Halvor William Sanden

UI sketches, not just a waste of time

Sketches – complete drawings as interface blueprints – have no place in interface design. Their fixed nature is fundamentally different to that of the fluid interface. Yet, that doesn’t mean such drawings are always entirely useless.

Fidelity and intent #

Although I stopped making them several years ago, and people don’t ask me for them or try to hand me any, sketches can be useful when made with the proper fidelity for conscious minds.

Ideas #

I’ve been searching for galleries that feature a wide selection of well-made sites and applications, but I’ve yet to find anything interesting. The showcase and award sites seem to be mostly about contemporary styles and marketing – two things we can’t use as a base for our interfaces.

Among the more realistic options are services like Dribbble and Pinterest. Ironic, given that it’s rare to find actual interfaces there. But even those graphic design exercises can be helpful because:

  1. It’s not about the complete picture. Research and coming up with ideas include looking at what’s out there. When planning and describing a solution has revealed areas that are difficult to solve, or we’re fed up with our current ideas, it can be time for some external input. Maybe we find that one piece of functionality, layout or detail we hadn’t thought of on our own. We can uncover rare hints that spark new ideas in the heaps of identical examples of current styles and colours.
  2. User-driven beats curation. The strength of these sites is in their user-driven collections and relatively good search functionality. It’s not too different from what a lot of the web is about – open for all and doing things yourself. The curated web galleries are more like the music of format radio, devoid of anything interesting and mainly featuring companies blowing their own trumpet.

It’s not the same as what sites featuring actual interfaces could have provided. But as long as interfaces get separated into visuals and code at the scale we still see today, we’re stuck with good code practices in one community and its visual symbiont in another.

Understanding #

Images are inferior to text when it comes to representing or describing interfaces, but they can work as supplements or as a way to move a larger process forward. Sketches can also be a good thing to make when many people are trying to get a shared understanding of an interface description. Crude drawings supporting flow and logic descriptions to get everyone on the same page, not blueprints for developers to “translate”

Concepts #

Related to a shared understanding, we find concepts. They envision ideas as finished pieces without pretending to be the actual thing. For instance, proposals presented to stakeholders or customers intended to sell an idea. As long as everyone involved understands what they are looking at, it shouldn’t be too risky.

It’s difficult to balance something intended to create a positive gut reaction while asking people to hold off on their gut reaction because it’s not the finished piece. But if you manage to differentiate between concept and interface, drawings can also play a part here.

Treachery of images #

The more refined a drawing becomes, the more it solidifies at a significant distance to the nature of the interface. The moment we start making pixel-perfect sketches, as in fully-fledged drawings meant to be handed off, is the moment we start holding off on writing code. You don’t have to draw much before writing code is way more efficient.

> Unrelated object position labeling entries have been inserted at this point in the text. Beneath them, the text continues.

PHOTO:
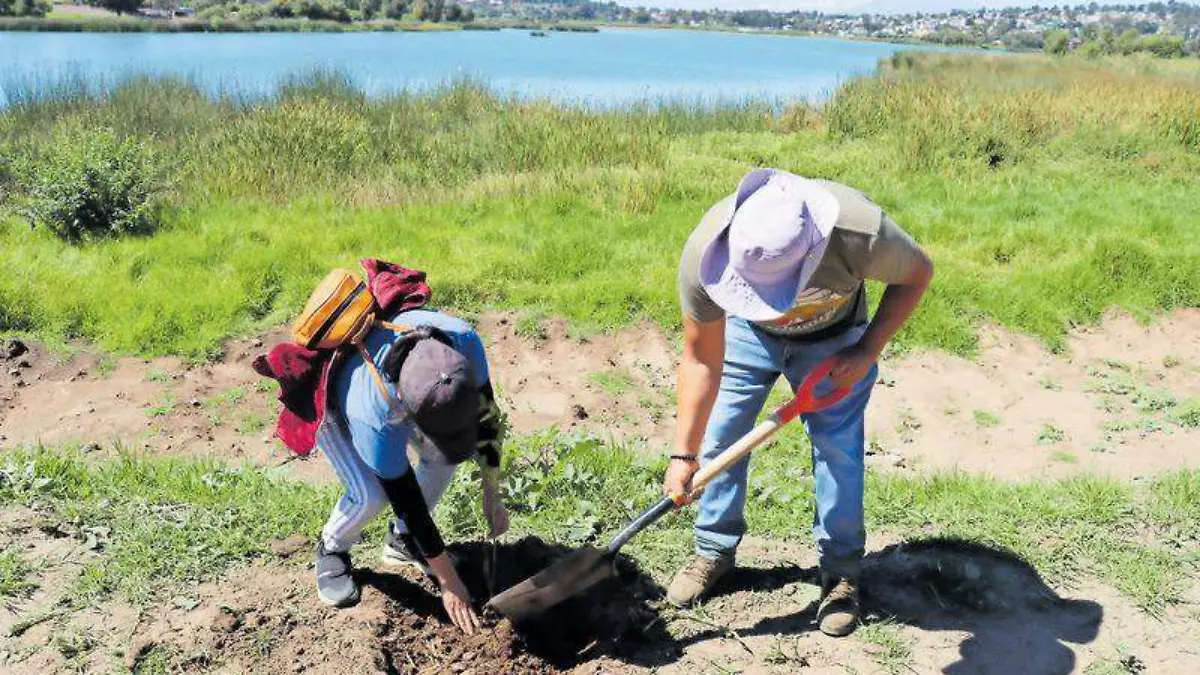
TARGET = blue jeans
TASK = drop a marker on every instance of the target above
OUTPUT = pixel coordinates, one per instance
(754, 360)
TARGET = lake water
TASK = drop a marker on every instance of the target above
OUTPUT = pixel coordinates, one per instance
(601, 69)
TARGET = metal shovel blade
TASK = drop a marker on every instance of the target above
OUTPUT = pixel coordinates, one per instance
(568, 577)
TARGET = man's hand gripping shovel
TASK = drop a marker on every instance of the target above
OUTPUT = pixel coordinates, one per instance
(589, 566)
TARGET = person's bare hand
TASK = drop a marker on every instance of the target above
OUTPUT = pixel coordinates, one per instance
(852, 365)
(457, 605)
(678, 478)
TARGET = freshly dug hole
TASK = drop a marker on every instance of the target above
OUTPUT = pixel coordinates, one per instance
(613, 619)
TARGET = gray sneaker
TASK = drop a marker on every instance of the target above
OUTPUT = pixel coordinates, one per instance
(401, 549)
(697, 578)
(335, 578)
(838, 611)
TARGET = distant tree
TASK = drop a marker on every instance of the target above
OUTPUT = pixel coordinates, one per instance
(1129, 41)
(395, 9)
(119, 6)
(1056, 42)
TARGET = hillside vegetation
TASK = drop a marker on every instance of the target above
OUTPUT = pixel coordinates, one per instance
(1047, 190)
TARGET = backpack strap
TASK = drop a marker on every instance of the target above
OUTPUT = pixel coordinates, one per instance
(393, 401)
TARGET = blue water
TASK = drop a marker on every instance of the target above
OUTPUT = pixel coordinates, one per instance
(604, 69)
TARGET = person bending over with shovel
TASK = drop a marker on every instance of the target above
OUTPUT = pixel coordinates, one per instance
(772, 282)
(447, 413)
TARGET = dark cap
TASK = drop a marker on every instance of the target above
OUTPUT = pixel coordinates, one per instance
(439, 392)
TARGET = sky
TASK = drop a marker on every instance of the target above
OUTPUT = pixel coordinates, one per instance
(851, 6)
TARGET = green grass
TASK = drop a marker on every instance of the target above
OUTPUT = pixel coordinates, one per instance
(163, 408)
(253, 423)
(160, 521)
(13, 575)
(231, 398)
(165, 520)
(1047, 191)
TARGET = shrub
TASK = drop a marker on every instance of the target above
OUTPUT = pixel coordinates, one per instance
(93, 184)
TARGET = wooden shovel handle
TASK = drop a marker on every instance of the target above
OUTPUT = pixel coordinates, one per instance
(804, 401)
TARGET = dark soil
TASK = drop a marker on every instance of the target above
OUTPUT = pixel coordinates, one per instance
(611, 620)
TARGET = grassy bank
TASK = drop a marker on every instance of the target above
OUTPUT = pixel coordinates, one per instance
(165, 521)
(135, 24)
(1047, 191)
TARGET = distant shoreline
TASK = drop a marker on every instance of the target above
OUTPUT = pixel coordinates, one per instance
(137, 24)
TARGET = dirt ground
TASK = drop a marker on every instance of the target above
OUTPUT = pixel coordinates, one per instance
(1015, 411)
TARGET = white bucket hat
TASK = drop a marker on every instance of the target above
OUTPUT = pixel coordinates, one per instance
(774, 238)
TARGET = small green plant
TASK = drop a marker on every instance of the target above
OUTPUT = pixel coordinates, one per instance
(1152, 400)
(984, 418)
(1049, 434)
(612, 382)
(1063, 457)
(891, 651)
(163, 408)
(13, 573)
(252, 423)
(157, 661)
(155, 375)
(72, 643)
(93, 184)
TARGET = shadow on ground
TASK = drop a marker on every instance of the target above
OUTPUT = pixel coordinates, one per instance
(612, 620)
(1015, 622)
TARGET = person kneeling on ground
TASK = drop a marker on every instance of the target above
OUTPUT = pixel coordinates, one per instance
(444, 411)
(772, 282)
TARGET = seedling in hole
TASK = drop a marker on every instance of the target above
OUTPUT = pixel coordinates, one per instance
(1050, 435)
(984, 418)
(1047, 382)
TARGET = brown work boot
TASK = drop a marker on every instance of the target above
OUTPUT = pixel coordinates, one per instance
(697, 578)
(838, 613)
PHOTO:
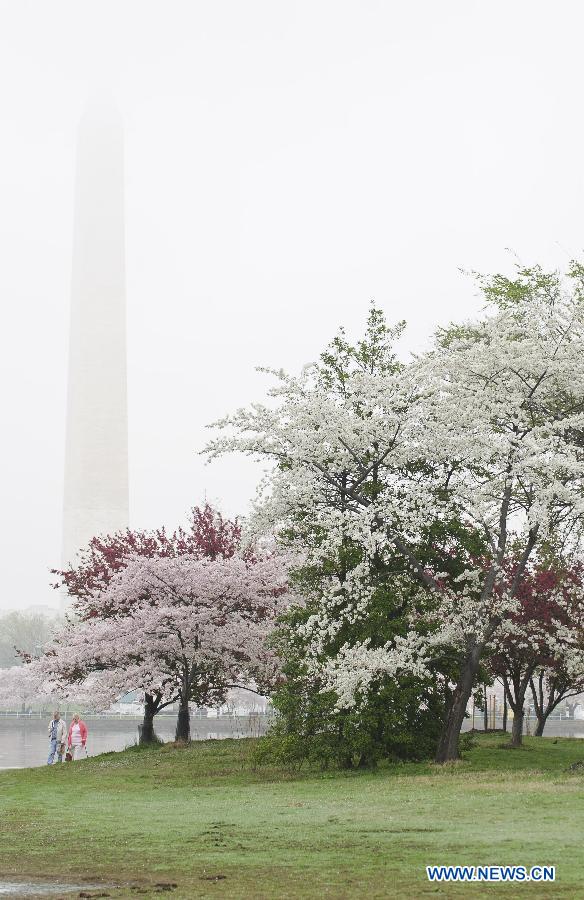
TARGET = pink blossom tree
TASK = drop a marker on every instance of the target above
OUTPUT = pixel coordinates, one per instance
(178, 628)
(542, 640)
(208, 535)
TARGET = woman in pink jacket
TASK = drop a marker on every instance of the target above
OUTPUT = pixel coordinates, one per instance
(77, 737)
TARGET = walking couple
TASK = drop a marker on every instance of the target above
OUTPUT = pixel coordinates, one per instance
(75, 739)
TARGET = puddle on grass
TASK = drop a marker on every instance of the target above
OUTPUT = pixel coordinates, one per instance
(45, 889)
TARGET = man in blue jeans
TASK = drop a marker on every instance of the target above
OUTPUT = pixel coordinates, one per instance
(57, 738)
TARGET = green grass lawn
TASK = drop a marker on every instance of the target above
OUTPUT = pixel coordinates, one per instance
(205, 818)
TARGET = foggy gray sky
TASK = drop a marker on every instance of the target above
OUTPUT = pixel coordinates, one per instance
(285, 163)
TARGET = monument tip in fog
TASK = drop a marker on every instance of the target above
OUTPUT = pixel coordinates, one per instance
(96, 453)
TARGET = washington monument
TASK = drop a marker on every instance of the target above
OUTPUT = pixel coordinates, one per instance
(96, 452)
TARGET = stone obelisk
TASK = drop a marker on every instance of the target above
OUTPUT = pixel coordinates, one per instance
(96, 454)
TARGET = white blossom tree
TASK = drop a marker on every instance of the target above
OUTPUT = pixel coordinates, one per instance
(486, 429)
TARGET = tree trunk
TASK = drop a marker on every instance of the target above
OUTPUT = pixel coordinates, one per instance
(147, 727)
(517, 731)
(541, 720)
(183, 722)
(448, 744)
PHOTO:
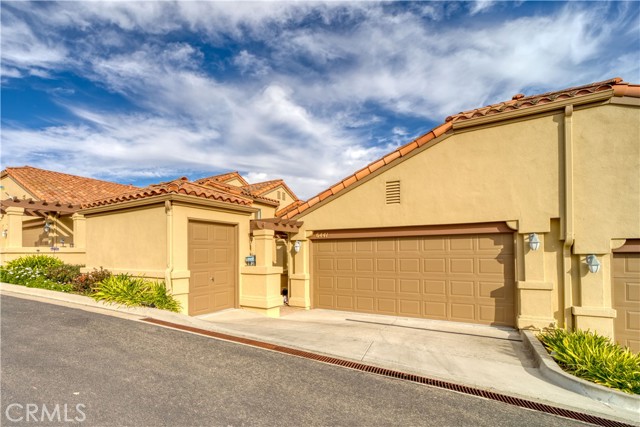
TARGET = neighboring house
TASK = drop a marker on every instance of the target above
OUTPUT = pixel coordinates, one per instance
(274, 190)
(39, 185)
(524, 214)
(193, 235)
(497, 216)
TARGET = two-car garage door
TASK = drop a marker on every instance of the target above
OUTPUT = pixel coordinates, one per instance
(468, 278)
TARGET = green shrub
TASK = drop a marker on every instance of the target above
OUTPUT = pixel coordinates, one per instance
(64, 273)
(133, 291)
(39, 271)
(40, 262)
(594, 358)
(20, 275)
(85, 282)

A finished-looking drawing opens the floor to superficial feedback on something that should have been more about an inherent logic. Code, as in actual working interfaces, has a higher chance of getting more useful hands-on feedback because it’s more realistic. There’s something there to work with, not only look at and have explained.

A finished-looking drawing is, strangely enough, seen as more locked than something made with code. Working with drawings gives the impression that they are the truth and something that the truth definers must sign off on before it’s “going to production”. But if something is code from the start, it can be changed; it’s flexible and makes people aware of iteration.

It’s just a tool #

I’ve gotten a reputation for disliking sketches. And that’s true. Not because they’re all useless, but because they are used uncritically in handoff-based workflows. I can say a lot about such workflows and how unfit they are, but another time.

When it comes to sketches, they are mainly non-essential to making interfaces, but it boils down to using the right tool at the right time. Not when the software vendors or collaboration theatre tell us to.